Here’s an example: You have an exercise program. In the sales letter, you tell them that they’ll magically lose weight and they’ll look like a glamour model overnight.
You rush them to click that buy button.
You deliver the program to them.
Chapter One, Day One: Gruelling exercise and a blueberry smoothie.
…Some people are going to ask for a refund.
Or, in most scenarios, people just simply aren’t going to act.
Your exercise program could get a one-star review on some website somewhere because someone didn’t actually do the program.
Or, you’ll get people who want refunds because they thought it was a video course and it’s actually a book course.
What If? Is a section which actually allows you to get into your customer’s head.
You say to them,
“You’re going to read this PDF which I’ll deliver to your email. Then, you’re going to read through it tonight. Tomorrow, you’re going to wake up and do a simple set of exercises which will make you feel great. You’ll follow our simple diet plan full of delicious meals. You’ll feel better… but you might not be satisfied.
After one week, you will be. You’ll step on the scales and you might have lost one pound, five pounds and an inch off your waistline. Then you’ll smile because you know this program is a sixteen week program, and you’re already feeling better.”
Then you can lead into your call to action.
Closing Thoughts
These questions aren’t arbitrary. You don’t have to actually ask them in your sales letter. You don’t have to do them in separate sections, and you don’t have to even write whole sections.
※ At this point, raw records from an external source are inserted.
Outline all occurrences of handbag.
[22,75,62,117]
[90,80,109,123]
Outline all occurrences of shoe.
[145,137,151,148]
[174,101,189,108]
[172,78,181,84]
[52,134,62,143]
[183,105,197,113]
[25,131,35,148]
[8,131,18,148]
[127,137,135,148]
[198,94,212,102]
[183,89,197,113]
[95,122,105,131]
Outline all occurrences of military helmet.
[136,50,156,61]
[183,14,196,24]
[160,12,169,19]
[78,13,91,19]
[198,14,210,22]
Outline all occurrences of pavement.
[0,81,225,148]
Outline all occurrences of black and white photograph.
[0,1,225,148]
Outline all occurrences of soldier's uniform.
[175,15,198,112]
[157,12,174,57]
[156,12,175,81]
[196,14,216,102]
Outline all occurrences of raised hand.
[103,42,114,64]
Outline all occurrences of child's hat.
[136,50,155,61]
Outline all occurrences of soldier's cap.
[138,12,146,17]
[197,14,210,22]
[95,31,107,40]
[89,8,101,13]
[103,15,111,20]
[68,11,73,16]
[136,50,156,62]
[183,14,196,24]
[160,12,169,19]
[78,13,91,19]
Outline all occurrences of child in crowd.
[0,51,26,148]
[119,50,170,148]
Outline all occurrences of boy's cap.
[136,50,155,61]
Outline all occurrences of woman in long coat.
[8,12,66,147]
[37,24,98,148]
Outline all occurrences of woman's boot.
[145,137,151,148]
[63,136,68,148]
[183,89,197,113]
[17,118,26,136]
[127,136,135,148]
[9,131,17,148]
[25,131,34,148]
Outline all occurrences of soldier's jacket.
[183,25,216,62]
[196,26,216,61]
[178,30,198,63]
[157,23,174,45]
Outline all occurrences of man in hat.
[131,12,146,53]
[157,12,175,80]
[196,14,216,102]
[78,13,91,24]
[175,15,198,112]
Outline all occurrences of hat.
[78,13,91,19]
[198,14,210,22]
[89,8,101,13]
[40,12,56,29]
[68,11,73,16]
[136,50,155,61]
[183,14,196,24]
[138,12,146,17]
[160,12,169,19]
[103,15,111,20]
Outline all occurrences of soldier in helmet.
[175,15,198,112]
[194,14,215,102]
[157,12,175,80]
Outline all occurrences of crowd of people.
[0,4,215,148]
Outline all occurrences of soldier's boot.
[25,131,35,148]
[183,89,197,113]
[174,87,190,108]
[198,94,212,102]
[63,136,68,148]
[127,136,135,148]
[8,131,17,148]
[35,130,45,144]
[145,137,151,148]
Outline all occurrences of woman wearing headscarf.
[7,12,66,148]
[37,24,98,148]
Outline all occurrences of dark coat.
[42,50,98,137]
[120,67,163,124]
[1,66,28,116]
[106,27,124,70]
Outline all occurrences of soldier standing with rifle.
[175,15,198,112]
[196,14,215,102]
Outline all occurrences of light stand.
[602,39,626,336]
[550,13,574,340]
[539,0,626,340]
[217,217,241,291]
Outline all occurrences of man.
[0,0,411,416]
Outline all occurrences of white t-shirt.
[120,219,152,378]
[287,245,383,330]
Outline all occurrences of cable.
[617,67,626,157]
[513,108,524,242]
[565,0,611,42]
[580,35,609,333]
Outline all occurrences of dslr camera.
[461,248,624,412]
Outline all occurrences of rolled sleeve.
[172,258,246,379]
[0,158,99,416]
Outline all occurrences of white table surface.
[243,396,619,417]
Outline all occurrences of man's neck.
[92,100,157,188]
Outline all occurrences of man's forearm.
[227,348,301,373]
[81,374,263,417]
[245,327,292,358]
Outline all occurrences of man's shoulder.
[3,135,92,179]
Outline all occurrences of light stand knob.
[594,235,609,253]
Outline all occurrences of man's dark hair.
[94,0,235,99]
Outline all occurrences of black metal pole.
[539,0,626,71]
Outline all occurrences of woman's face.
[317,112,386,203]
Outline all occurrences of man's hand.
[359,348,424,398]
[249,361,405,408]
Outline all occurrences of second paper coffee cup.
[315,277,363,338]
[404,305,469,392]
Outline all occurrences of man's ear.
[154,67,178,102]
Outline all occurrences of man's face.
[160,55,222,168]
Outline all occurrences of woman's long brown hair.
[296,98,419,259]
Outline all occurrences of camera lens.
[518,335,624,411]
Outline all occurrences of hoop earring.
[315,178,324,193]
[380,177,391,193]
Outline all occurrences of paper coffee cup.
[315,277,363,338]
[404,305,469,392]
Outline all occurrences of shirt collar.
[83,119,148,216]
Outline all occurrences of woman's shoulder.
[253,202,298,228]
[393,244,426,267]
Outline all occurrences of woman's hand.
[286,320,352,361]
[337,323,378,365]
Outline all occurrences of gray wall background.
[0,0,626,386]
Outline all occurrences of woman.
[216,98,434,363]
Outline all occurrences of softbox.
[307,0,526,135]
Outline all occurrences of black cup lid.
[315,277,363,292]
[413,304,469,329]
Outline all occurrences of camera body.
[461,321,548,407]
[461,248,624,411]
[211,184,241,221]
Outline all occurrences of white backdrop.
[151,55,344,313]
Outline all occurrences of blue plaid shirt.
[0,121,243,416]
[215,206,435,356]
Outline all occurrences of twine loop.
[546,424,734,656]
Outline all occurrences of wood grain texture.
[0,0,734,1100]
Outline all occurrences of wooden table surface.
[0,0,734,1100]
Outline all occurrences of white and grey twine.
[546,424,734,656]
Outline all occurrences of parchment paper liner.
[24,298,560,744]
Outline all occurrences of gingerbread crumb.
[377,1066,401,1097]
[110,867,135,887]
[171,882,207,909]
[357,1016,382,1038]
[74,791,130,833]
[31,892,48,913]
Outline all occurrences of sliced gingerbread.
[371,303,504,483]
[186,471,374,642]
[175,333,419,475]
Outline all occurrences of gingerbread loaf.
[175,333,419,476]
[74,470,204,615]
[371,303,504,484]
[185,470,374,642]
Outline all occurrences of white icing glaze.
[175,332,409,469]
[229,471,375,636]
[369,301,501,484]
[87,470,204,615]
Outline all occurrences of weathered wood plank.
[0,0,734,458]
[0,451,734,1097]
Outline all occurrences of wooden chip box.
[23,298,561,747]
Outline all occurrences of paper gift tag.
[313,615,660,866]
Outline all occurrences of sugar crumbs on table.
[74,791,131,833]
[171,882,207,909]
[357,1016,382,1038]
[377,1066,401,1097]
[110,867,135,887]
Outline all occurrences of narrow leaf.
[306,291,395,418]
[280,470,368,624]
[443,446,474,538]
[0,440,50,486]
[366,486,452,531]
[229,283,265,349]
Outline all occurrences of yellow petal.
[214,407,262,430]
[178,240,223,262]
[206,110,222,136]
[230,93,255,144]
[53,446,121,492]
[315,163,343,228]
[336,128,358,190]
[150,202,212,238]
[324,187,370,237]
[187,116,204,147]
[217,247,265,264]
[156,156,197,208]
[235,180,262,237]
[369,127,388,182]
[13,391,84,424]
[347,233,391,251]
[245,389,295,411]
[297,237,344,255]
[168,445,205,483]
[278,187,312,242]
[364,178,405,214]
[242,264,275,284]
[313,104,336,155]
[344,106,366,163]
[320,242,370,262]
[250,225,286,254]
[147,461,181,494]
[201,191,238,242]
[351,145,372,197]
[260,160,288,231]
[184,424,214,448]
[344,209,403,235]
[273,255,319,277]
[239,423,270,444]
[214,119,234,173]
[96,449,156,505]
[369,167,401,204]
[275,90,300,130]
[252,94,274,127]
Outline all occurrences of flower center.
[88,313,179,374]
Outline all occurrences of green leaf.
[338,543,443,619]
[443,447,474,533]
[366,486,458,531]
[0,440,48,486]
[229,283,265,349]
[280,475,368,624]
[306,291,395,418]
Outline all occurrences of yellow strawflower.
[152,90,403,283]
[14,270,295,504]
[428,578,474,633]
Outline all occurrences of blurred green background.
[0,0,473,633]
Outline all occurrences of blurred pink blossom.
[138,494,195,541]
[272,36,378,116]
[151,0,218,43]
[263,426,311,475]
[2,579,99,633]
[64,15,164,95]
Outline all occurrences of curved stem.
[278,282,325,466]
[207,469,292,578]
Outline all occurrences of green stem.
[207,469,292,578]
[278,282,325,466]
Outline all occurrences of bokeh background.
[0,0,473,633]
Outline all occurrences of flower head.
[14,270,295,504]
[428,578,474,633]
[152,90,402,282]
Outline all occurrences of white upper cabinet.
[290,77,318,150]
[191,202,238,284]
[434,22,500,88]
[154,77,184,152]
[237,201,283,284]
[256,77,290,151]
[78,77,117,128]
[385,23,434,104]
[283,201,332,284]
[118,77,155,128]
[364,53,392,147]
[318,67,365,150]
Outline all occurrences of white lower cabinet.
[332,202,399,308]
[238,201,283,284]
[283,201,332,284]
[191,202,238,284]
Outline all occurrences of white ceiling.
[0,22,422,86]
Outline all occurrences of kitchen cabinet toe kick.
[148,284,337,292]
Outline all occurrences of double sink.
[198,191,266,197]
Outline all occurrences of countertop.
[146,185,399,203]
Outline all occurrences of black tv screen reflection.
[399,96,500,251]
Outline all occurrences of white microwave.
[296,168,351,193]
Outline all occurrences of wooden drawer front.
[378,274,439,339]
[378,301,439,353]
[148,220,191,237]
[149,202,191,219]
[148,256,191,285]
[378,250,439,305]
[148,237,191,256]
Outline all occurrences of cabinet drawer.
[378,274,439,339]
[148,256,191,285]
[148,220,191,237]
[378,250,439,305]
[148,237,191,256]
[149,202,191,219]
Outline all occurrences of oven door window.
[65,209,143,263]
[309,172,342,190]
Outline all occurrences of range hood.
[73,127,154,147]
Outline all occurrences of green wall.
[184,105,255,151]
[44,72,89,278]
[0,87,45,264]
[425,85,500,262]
But if you give even a slight sentence or two to each section, you’re covering all the bases for why people are probably reading your letter.
You’ve given them credibility with your credentials, you’ve given them why they should buy your product, you’ve given them how it works, what it is and where it’s come from, and what’ll happen when they follow your call to action.
That’s pretty comprehensive.
It’ll also take you a few minutes at maximum to plan or rewrite an already written sales letter to cover your bases.